Degranulation, measured by cell surface modulation of CD107a^{25 (link)} and intracellular cytokine production (TNF-α and IFN-γ), was analyzed by flow cytometry of CAR T cells incubated with different target cells. Briefly, CD44v6.CAR T and CD19.CAR T cells from different donors, at day 11–15 after the initial stimulation, were left untreated or stimulated with target cells at the ratio of 1:1. Anti-CD107a Ab (Miltenyi) and monensin and brefeldin (BD Biosciences) were added during the incubation period.

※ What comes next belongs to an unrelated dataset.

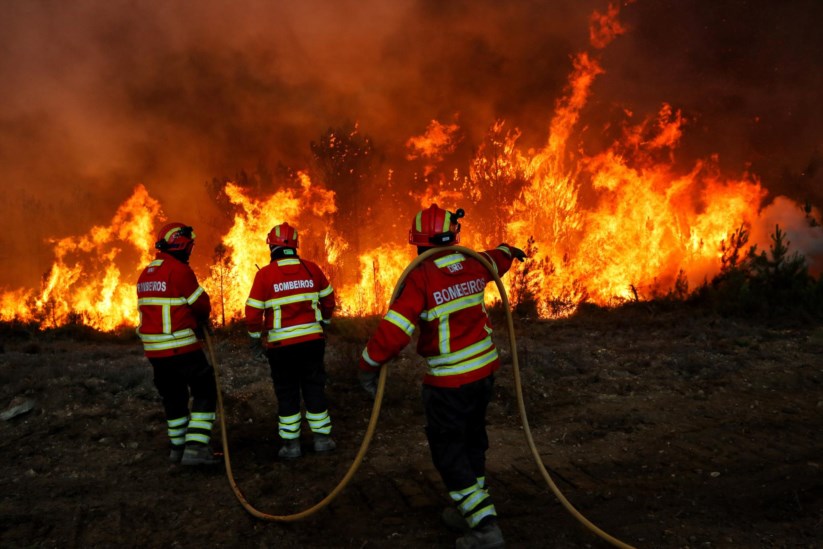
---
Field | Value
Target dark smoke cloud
[0,0,823,286]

As positive control, CAR T cells were stimulated with 10 ng/mL phorbol myristate acetate (PMA; Sigma) and 1 μg/mL ionomycin (IONO; Sigma). After 5 h of incubation, cells were stained with anti-CD3 mAb (BD Bioscience) and Viability Stain 510 (BD Bioscience), fixed, permeabilized (Cytofix/Cytoperm kit, following the manufacturer's instruction; BD Bioscience), and then stained for intracellular cytokines with TNF-α- and IFN-γ (BD Bioscience)-specific Abs. Cells were analyzed by flow cytometry, and viable CD3⁺/CD4⁺ or CD3⁺/CD8⁺ cells were analyzed for CD107a, TNF-α, and IFN-γ expression. The percentage of positive CAR T cells incubated alone (always <5%) was subtracted to the percentage of positive CAR T cells stimulated with the different targets or PMA/IONO.